After two weeks of cleaning, Elena's dataset has gone from 847,000 raw records to 841,200 cleaned records. She can account for every removed row:

Step	Records Affected	Action
Unified duplicate patient IDs	~32,000 patients re-linked	No records removed; IDs merged
Removed swapped-field diagnosis records	1,200	Removed (could not reliably extract code)
Removed ICD-9 records that couldn't be mapped	340	Removed
Removed negative length of stay	1	Removed
Flagged age > 120 for review	3	Kept, flagged
Filled missing race/ethnicity	0	Recoded as "Not Reported"

Her analysis ultimately reveals that readmission rates differ significantly across demographic groups and that certain diagnoses (heart failure, pneumonia, COPD) drive the majority of readmissions — findings that would have been distorted if she'd handled the data quality issues carelessly.

What Elena Learned

Reflecting on the project, Elena identifies three lessons that the textbooks didn't prepare her for:

First, cleaning IS the analysis. Her decision to merge duplicate patient IDs increased the measured readmission rate by 4 percentage points — because cross-facility readmissions that were previously invisible now showed up. A different analyst who didn't merge IDs would have reached a different (and less accurate) conclusion.

Second, missing data tells a story. The pattern of missing race/ethnicity data — concentrated at facilities serving immigrant communities — was itself a finding. It pointed to systemic gaps in data collection that the health system needed to address.

Third, domain knowledge is irreplaceable. Elena couldn't have made correct decisions about newborn ages, same-day stays, or long-term care stays without talking to the clinical informaticist. The data alone didn't tell her whether age 0 was a valid patient or an error. The person who understands the context did.

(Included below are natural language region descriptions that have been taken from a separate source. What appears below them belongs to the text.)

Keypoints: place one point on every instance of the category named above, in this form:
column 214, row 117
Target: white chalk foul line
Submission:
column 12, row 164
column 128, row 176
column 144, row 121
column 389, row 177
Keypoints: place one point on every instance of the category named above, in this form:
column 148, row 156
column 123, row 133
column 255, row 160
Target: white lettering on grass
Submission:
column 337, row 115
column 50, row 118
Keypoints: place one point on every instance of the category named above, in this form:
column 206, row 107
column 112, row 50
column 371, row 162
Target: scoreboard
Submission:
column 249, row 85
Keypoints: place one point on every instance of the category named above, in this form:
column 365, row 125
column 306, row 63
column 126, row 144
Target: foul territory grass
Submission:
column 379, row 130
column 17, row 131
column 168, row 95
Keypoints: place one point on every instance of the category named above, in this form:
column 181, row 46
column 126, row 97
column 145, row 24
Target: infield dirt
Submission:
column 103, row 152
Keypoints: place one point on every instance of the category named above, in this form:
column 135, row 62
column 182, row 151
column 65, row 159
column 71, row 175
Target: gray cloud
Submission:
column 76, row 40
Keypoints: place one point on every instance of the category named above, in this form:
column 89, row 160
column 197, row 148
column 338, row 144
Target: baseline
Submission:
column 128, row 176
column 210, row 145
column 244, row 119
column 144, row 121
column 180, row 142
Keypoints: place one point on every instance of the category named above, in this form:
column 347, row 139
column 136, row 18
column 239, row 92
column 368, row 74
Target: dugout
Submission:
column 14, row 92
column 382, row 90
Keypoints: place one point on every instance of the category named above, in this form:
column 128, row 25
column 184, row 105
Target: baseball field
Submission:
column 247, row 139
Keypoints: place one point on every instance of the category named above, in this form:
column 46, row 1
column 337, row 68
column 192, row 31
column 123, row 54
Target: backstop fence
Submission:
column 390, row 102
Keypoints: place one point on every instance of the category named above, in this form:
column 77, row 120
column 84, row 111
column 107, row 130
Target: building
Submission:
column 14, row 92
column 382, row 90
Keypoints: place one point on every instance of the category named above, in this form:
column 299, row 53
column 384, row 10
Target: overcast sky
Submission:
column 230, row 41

Connection: Elena's cleaning pipeline exemplifies the chapter's threshold concept: every cleaning decision encodes an assumption. Merging duplicate IDs assumes the matching algorithm is correct. Keeping "Not Reported" as a category assumes missingness is informative. Standardizing ICD-10 codes to three characters assumes that level of detail is sufficient for the analysis. These are analytical choices, not merely technical ones.

In Chapter 9, Elena will reshape this cleaned data — pivoting readmission rates by diagnosis and demographic group for comparison. In Chapter 15, she'll visualize the disparities she's found. But none of that work would be meaningful without the careful, documented cleaning she did here.

Discussion Questions

Elena's patient matching algorithm has an estimated 2-3% false positive rate (incorrectly merging two different patients). How might this affect her readmission analysis? Should she use a more conservative matching criterion?
The decision to create a "Not Reported" category for race/ethnicity rather than imputing it is a methodological choice. What are the trade-offs? Under what circumstances might imputation be more appropriate?
Elena removed 1,200 records with swapped diagnosis fields. That's 0.14% of the data — tiny in percentage terms. But what if those 1,200 records were disproportionately from one facility or one time period? How would you check for this, and what would it mean for the analysis?